Here is what we are proposing and looking at in the short term, as we strategize (together!) for the long term.


In the February issue of The Anglican, our diocesan newspaper, Peter Misiaszek (director of Stewardship Development for the diocese) wrote an excellent article about how we use our buildings.  I encourage you to read it!

You can find it here:

Go to page 5 and see the article entitled, "Let's reimagine how we use God's house".

This is exactly what we need to do.  For our church building is a valuable resource - both in terms of offering ministry to the community at large (something this church did beautifully during the Soup's On time), and as a resource that can help us financially support the ministries we are called to. 

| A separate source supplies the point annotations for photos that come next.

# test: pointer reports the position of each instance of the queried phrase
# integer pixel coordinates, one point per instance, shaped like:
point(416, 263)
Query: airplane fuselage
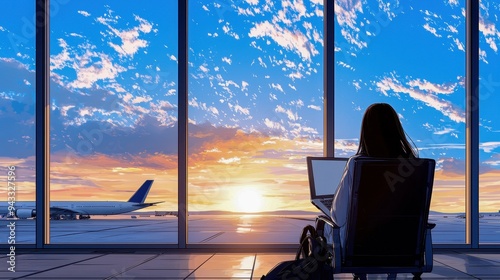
point(77, 207)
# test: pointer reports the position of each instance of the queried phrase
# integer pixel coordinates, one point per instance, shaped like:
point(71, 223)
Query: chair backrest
point(388, 213)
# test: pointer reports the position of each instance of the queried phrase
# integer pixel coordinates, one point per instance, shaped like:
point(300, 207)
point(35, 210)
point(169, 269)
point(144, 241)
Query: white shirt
point(342, 199)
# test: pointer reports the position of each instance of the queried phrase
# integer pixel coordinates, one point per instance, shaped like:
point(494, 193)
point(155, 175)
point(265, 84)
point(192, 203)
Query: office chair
point(386, 230)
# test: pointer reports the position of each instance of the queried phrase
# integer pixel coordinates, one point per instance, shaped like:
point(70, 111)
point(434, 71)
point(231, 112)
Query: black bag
point(312, 261)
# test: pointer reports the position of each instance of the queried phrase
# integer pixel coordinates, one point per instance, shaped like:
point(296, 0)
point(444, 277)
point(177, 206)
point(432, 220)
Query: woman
point(381, 136)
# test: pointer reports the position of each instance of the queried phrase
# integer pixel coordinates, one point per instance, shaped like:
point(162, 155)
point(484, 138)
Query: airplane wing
point(147, 204)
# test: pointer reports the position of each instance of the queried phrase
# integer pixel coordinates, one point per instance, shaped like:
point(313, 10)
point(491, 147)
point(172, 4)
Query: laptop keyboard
point(327, 202)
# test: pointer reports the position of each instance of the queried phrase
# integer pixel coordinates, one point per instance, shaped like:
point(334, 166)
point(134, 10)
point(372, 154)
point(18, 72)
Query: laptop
point(324, 174)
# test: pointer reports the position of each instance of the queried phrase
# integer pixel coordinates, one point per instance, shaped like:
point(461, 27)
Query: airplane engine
point(25, 213)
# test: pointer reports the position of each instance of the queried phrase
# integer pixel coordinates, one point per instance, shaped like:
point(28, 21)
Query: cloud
point(88, 73)
point(488, 147)
point(314, 107)
point(227, 60)
point(426, 93)
point(84, 13)
point(432, 30)
point(129, 38)
point(295, 41)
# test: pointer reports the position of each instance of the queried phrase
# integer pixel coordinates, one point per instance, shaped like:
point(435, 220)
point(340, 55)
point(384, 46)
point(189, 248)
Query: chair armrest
point(322, 219)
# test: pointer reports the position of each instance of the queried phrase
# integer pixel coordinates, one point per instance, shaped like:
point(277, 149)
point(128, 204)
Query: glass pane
point(17, 122)
point(489, 99)
point(411, 55)
point(255, 112)
point(113, 120)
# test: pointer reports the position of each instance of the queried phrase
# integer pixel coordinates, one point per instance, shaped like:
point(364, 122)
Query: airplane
point(69, 210)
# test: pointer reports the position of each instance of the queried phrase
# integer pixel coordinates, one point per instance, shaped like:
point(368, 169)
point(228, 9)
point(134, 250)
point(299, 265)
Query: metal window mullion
point(182, 217)
point(328, 79)
point(42, 131)
point(472, 123)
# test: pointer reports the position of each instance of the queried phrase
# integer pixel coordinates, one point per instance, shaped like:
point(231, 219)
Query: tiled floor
point(448, 264)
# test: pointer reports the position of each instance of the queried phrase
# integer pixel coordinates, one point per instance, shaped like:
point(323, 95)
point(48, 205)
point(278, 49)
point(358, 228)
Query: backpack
point(312, 261)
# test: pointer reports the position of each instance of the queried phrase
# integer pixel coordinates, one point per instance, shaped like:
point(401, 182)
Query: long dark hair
point(382, 134)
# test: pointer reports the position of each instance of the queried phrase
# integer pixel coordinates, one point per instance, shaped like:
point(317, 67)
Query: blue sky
point(255, 72)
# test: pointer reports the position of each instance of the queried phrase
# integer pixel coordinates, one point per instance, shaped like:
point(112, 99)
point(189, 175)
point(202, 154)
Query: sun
point(249, 200)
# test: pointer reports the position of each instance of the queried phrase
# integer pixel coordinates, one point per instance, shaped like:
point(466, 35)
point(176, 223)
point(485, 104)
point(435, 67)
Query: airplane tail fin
point(140, 195)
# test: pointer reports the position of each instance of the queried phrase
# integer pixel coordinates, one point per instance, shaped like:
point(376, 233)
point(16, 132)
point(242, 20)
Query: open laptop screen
point(325, 174)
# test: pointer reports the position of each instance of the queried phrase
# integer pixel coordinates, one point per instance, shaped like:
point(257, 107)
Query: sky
point(255, 96)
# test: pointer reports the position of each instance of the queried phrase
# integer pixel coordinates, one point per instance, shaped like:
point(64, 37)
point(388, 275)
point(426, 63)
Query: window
point(255, 113)
point(113, 94)
point(489, 82)
point(411, 55)
point(17, 120)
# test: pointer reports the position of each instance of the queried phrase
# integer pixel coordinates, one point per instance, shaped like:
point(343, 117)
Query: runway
point(213, 229)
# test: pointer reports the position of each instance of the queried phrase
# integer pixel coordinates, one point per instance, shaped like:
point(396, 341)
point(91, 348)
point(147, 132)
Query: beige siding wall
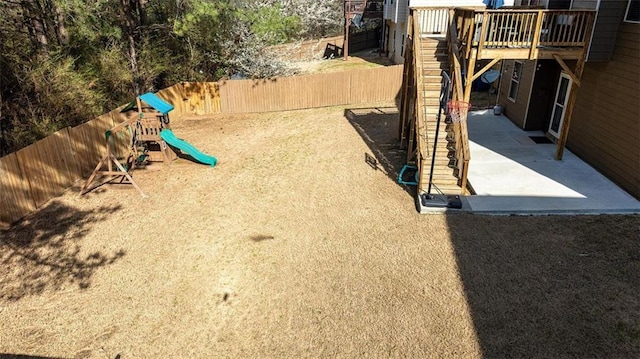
point(605, 129)
point(516, 110)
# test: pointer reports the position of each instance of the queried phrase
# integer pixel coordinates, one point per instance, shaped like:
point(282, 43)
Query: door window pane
point(562, 93)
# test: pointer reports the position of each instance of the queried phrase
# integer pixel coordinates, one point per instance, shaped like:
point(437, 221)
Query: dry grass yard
point(295, 246)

A group of people who are interested and concerned with this particular aspect of our stewardship is already forming.  Whether it is marketing, thinking of creative uses of space, knowing how we might cut costs - these various inputs are important.  Please consider, if this is your passion or interest, being involved.

Day to Day Expenses

Since our meeting this past Saturday, I've already heard a few great ideas for how we can cut our day to day costs.  It will mean a bit of change for some of us, but nothing really dramatic. And hopefully these small steps can lead to bigger steps.

These ideas include:- printing fewer bulletins each Sunday and having people share- only printing some hard copies of the Vestry Report and having other available digitally (you would have to bring your tablet to the meeting!)- not plowing out the small back parking lot, but just shovelling a pathway to the back door- putting a basket out at coffee hour for donations of loonies and twoonies so that coffee costs are covered- not moving forward with capital expenses (like a new sound system) until we have the funds in the bank.

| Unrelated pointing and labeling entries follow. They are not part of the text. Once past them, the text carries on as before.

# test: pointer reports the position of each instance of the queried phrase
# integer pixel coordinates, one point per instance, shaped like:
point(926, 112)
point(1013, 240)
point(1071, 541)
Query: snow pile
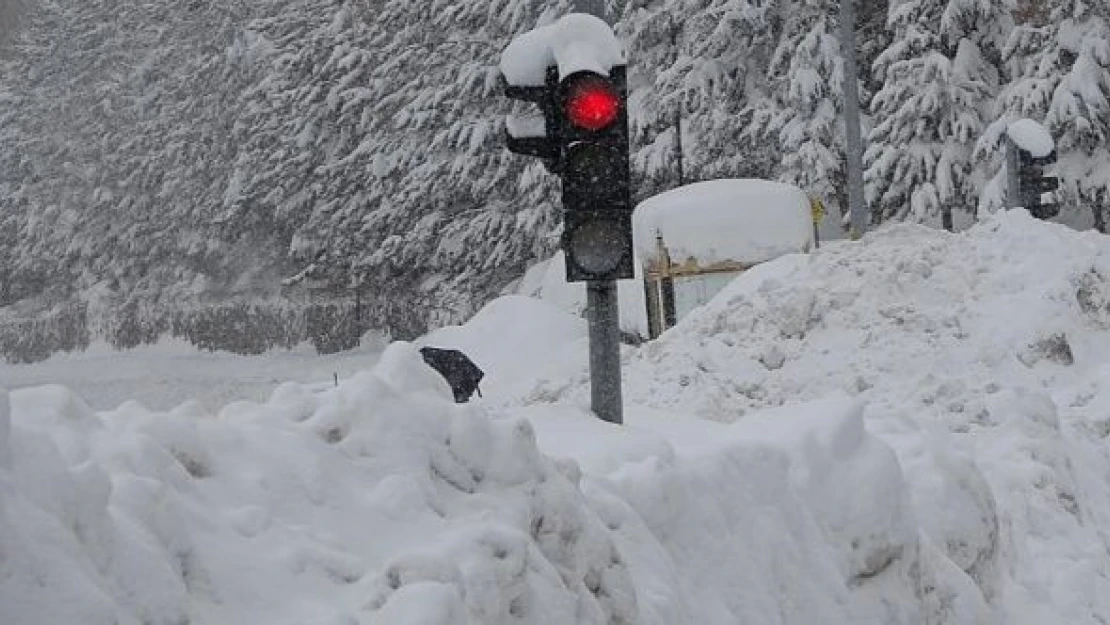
point(981, 358)
point(795, 516)
point(746, 221)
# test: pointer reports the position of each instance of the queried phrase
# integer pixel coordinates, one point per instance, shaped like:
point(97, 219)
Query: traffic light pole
point(604, 316)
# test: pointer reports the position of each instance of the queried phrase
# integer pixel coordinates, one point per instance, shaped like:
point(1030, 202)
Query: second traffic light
point(1033, 182)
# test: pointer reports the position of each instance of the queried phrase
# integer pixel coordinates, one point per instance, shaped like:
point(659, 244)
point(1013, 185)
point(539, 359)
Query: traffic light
point(583, 137)
point(594, 165)
point(1033, 182)
point(535, 135)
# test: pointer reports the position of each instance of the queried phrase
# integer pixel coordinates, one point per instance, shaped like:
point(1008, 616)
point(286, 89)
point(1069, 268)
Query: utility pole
point(679, 160)
point(1012, 183)
point(854, 142)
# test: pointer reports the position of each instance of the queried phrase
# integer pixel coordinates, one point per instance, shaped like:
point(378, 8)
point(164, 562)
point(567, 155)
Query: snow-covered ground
point(906, 430)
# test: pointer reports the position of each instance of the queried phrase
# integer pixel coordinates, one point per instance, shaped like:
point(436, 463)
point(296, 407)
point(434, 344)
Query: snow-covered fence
point(242, 326)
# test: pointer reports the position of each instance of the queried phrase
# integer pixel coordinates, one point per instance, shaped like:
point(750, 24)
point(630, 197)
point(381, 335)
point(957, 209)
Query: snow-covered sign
point(575, 42)
point(738, 220)
point(1031, 137)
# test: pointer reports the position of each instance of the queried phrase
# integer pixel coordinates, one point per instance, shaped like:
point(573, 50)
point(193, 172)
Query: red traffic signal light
point(592, 103)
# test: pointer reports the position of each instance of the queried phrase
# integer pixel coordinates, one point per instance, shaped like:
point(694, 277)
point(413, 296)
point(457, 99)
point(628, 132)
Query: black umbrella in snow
point(456, 369)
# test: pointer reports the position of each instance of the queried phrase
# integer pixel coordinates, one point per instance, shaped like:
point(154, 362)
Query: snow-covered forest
point(167, 152)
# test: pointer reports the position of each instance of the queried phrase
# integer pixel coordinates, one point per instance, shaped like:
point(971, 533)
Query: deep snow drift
point(910, 429)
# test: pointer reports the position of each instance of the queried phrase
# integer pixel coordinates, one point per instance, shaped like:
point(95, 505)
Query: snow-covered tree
point(1057, 63)
point(937, 82)
point(696, 66)
point(801, 107)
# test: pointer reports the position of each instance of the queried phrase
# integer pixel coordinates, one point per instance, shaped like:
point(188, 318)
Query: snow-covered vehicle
point(695, 239)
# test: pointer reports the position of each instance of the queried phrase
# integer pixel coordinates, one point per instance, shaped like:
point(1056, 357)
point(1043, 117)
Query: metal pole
point(604, 350)
point(1012, 183)
point(604, 319)
point(854, 142)
point(678, 113)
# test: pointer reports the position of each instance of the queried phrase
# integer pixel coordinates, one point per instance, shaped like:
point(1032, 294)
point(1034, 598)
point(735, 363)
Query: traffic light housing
point(584, 139)
point(535, 135)
point(595, 170)
point(1033, 182)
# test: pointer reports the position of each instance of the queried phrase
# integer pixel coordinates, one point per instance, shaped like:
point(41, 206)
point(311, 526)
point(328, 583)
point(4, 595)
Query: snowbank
point(382, 502)
point(922, 442)
point(746, 221)
point(377, 502)
point(981, 358)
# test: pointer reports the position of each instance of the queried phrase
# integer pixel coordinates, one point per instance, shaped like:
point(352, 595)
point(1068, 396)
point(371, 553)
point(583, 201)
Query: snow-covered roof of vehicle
point(575, 42)
point(1031, 137)
point(739, 220)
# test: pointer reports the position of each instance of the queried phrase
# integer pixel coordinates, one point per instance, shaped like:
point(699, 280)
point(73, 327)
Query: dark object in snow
point(456, 369)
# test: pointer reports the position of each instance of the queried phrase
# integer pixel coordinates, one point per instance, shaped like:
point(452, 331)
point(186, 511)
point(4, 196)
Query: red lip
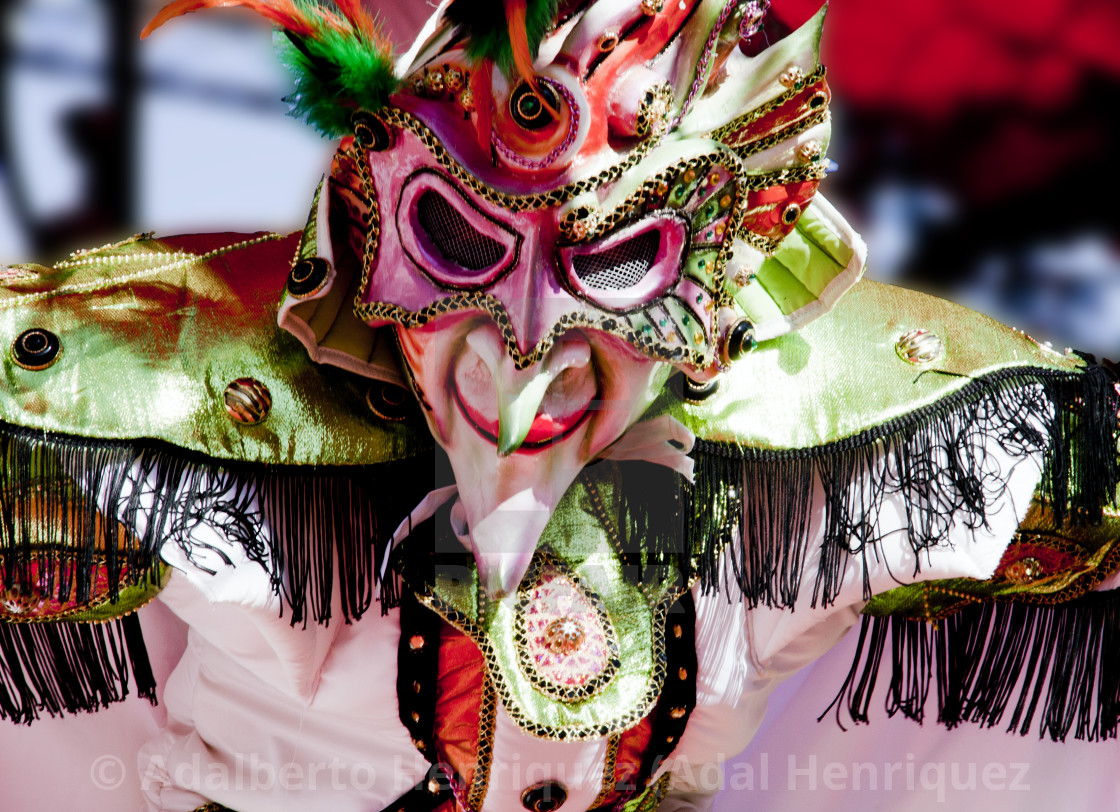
point(544, 430)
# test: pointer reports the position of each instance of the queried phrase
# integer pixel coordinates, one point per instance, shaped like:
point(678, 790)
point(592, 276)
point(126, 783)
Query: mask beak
point(510, 496)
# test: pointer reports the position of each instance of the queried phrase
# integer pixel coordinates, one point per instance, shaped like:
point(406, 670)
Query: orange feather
point(481, 91)
point(361, 18)
point(283, 14)
point(519, 40)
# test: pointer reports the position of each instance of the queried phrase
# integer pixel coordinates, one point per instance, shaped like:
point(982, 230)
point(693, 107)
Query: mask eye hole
point(453, 236)
point(630, 268)
point(621, 267)
point(450, 238)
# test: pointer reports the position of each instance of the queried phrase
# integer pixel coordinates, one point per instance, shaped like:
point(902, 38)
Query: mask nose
point(532, 296)
point(563, 378)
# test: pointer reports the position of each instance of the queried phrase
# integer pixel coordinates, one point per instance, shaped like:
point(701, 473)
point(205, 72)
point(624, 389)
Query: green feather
point(337, 73)
point(488, 36)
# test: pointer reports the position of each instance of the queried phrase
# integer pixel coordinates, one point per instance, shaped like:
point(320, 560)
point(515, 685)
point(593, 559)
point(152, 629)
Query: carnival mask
point(546, 210)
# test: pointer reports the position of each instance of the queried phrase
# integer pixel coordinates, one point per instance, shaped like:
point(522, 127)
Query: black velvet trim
point(997, 663)
point(417, 672)
point(679, 694)
point(936, 458)
point(434, 790)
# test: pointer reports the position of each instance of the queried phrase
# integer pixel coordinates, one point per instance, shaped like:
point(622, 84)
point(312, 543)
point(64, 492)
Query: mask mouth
point(560, 407)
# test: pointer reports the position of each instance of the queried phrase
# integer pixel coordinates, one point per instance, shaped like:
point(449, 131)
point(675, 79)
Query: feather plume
point(509, 33)
point(285, 14)
point(339, 57)
point(519, 39)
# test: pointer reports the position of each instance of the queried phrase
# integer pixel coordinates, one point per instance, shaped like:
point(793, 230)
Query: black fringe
point(325, 524)
point(71, 668)
point(990, 661)
point(935, 458)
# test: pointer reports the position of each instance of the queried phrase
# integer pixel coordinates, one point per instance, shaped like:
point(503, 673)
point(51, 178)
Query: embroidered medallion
point(566, 644)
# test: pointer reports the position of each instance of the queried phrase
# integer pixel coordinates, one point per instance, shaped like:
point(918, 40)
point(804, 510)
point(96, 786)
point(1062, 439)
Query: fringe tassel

Good, Old-Fashioned Stewardship

It was agreed, during our conversations on Saturday, that we need to be better with communicating the needs of the church and where we are at financially.  

Right now we are running a monthly deficit (that is the difference between what we have coming in on the offering plate, through pre-authorized giving and fundraising AND operating expenses) of about $2300.

To cover this cost overrun, based on an average of about 65 people attending our services each week, it would look like this in increased givings:

Each person gave $9/week more.

However, we know that many are giving out of a fixed income, and are giving generously.  

We can also break down the amounts in this way, for the same amount:

5 people gave $20/ week more + 10 people gave $15/ week more + 25 people gave $10/ week more + 30 people gave $5/ week more.

Many churches recognize that traditional stewardship is not the answer to the changing economy of the church - at least not primarily as it once was.  It is still a part of the whole picture - and we will continue to bring these stewardship possibilities to the larger congregation.

When it is hard to believe

Money has never been an easy or comfortable topic in the church.  But talk about it we must! Let us collectively put our heads together and find ways to honour the resources we have as we try to match them up to the call of ministry that has been placed upon us.  It will mean some sacrifice (Simon Peter was exhausted, and likely didn't want to go fishing) but it will also likely mean some surprises (so many fish the boats started to sink). Let us throw out our empty nets once again, in faith.